Let A \subseteq R be a Lebesgue-Measurable set. Prove that if the Lebesgue measure of A is less than infinity , then the function f(x) = \lambda(A \cap (-\infty,x)) is continous.

Homework Equations

The Attempt at a Solution

I'm really confused about the definition of \lambda (A) where \lambda is the Lebesgue-measure...I've tried taking an \epsilon >0 and choosing some \delta >0 for which if |x-x_0 | < \delta then |f(x)-f(x_0)| <\epsilon but I don't think this is the point...

I'll be delighted to get some guidance

Thanks !

 

[ystael]

Intuitively, f(x) is the measure of the portion of A "left of x". So if x < x', can you interpret f(x') - f(x) in terms of measures?

 

[WannaBe22]

Intuitively, f(x')- f(x) is measure of the portion of A between x and x' ... Intuitively , this whole thing seems quite trivial...But when I try to get to the formal aspect of the soloution (as seen in "The attempt at a solution" part) , everything messes out... How can I make the intuition more formal ?
I really hope you'll be able to help me

Thanks !

 

[ystael]

Here are two hints:

1. Given that intuitive description of f(x') - f(x), try to come up with an upper bound for f(x') - f(x) in terms of x' - x.
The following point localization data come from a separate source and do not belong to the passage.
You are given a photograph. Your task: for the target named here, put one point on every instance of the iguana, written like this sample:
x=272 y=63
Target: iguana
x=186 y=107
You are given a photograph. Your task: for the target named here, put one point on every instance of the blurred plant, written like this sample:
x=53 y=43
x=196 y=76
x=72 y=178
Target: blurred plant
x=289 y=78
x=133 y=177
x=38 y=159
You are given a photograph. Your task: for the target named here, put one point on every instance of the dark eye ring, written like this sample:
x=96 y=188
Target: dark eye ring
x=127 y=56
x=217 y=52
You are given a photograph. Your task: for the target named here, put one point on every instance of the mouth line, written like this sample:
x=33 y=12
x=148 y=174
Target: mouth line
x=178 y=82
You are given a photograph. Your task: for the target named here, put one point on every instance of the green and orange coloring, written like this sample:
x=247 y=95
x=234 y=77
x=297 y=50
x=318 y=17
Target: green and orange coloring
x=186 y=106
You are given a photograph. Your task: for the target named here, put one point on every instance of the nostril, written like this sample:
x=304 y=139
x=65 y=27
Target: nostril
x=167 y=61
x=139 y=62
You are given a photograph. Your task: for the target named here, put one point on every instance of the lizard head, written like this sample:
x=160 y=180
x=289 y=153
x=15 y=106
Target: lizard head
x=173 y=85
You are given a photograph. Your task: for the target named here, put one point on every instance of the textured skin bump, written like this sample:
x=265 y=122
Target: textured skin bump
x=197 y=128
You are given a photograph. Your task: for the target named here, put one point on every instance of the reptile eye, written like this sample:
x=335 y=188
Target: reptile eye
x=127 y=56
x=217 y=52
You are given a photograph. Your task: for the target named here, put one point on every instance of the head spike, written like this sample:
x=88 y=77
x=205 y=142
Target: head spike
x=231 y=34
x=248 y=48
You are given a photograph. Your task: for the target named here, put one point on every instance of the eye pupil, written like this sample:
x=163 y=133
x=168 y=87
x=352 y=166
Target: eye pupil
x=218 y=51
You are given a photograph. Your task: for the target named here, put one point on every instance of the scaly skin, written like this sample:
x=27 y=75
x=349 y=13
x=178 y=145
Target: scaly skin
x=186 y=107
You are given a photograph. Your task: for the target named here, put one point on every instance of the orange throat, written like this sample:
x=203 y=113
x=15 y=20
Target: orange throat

This is what you need to prove continuity. (What property of A would give the largest possible value for f(x') - f(x)?)

2. The fact that \lambda(A) < \infty is irrelevant to the continuity of f; you need it merely to define f.

 

[micromass]

What is f(x)-f(x₀)?

Hint: you must use that if A\subseteq B and if those two sets have finite measure, then \lambda(B\setminus A)=\lambda(B)-\lambda(A).

 

[WannaBe22]

Thanks a lot! your guidance was very helpful!